To Embrace a Limit

I have now reached the end of my season in grad school, and have now obtained a master's degree in art history. Education has, for now, fulfilled its purpose in helping me to hone my writing skill and my research interests. In spite of that, I can’t say I have a much clearer sense of God's Will For My Life or How Then Shall I Live.

But the deep callings of my heart, the giftings I've been given, remain the same as they've been since the edges of memory. I am an artist: a painter, a writer, a musician. I am talented but not prodigious in any of these avenues. The more I practice, the better I will become.

I think we can really peddle a lie to one another in saying that we can become whatever we like. It is true in theory: we can theoretically pursue any career path, theoretically live anywhere we like, theoretically adopt any personality trait. But in practice, as we attempt to unfold that theory in real life, I do not think it is true.

When I believe that I can do whatever I like, that my life is a tabula rasa controlled by me, I quickly become frustrated in my own inability to be all things to all people in all situations. Then jealousy arrives in— why am I not more this way, or that way? How does that person over there have this come so easily to him? And I have had my fair share of others expressing jealousy of me. How did I become so good at x, y, z? A question that feels pressing lingers below anyone’s story of success— how, and how exactly, did she do it? Can I replicate those actions, for the same results?

The things I am presently good at did not come about because of any particular work on my part, though I have had the privilege of being able to practice and learn about some of the the things I was already gifted at. But that's the thing: I was already gifted at them. Not particularly by my own hustle, and not by my own power. I am a small collection of both giftings and limitations. You are, too.

If I consider my limitations and giftings as things to be embraced, perhaps I can gain a clearer sense of how I can make the best use of my days as they unfold, mysterious before me. That is where this small corner of the Internet comes in. I think that the time has come for me to start sharing creative output, answering a calling that has been on my heart for much of my life: to name goodness, to create beauty, and to share truth. I am limited in what I can offer, but I will offer it still.

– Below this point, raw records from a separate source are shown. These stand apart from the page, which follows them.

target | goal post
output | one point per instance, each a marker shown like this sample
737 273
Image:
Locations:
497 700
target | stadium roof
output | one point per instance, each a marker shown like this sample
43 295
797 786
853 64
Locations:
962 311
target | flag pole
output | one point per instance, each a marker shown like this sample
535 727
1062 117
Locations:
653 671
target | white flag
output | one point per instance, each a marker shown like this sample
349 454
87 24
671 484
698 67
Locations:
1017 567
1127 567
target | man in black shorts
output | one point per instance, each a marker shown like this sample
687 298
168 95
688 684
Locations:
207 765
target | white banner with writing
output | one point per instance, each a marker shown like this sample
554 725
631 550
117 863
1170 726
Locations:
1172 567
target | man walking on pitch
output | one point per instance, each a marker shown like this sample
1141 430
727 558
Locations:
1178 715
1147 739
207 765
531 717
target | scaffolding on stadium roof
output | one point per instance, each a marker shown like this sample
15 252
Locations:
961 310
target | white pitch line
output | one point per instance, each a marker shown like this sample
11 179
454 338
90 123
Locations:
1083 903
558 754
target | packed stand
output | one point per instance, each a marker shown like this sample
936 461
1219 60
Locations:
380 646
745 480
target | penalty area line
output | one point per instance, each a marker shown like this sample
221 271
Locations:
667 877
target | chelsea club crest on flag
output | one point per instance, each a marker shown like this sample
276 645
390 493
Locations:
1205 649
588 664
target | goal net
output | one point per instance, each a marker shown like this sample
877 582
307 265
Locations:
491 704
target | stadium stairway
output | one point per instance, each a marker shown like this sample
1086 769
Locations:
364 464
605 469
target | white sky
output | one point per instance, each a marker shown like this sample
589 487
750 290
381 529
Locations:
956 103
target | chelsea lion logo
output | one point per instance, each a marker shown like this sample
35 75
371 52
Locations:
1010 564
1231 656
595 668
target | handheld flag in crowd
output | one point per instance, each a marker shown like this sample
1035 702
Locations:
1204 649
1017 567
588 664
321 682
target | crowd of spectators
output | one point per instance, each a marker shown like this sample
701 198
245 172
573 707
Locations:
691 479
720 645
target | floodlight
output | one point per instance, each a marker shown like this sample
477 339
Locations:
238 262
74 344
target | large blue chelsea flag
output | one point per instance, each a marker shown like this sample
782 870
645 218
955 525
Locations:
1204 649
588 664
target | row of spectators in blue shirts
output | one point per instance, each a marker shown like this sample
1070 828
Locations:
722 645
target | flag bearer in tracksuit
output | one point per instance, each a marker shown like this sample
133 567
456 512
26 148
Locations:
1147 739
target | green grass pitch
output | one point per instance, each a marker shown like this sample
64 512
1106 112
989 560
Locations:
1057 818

And I can embrace my own limitations most when I consider the body of Christ. I went out to the mountains a few months ago to celebrate my mother, and my brother and his wife came to visit from out of town. Hiking at the front of the line as my family walked a trail through the woods, behind me I overheard my father share stories and dreams and pieces of himself I'd never heard before, prompted by my sister-in-law's gentle questions. Our family was complete before she became a part of it, but somehow is more complete with her. She draws new and not-yet-spoken things out of the rest of us, things that we had not called forth from one another in the 23 years that we'd been a family of four without her.

I remember this, and consider how beautiful it is that I am limited in one way so that others' light can come through in a different way.

“But in fact God has placed the parts in the body, every one of them, just as he wanted them to be. If they were all one part, where would the body be? As it is, there are many parts, but one body…
Now you are the body of Christ, and each one of you is a part of it."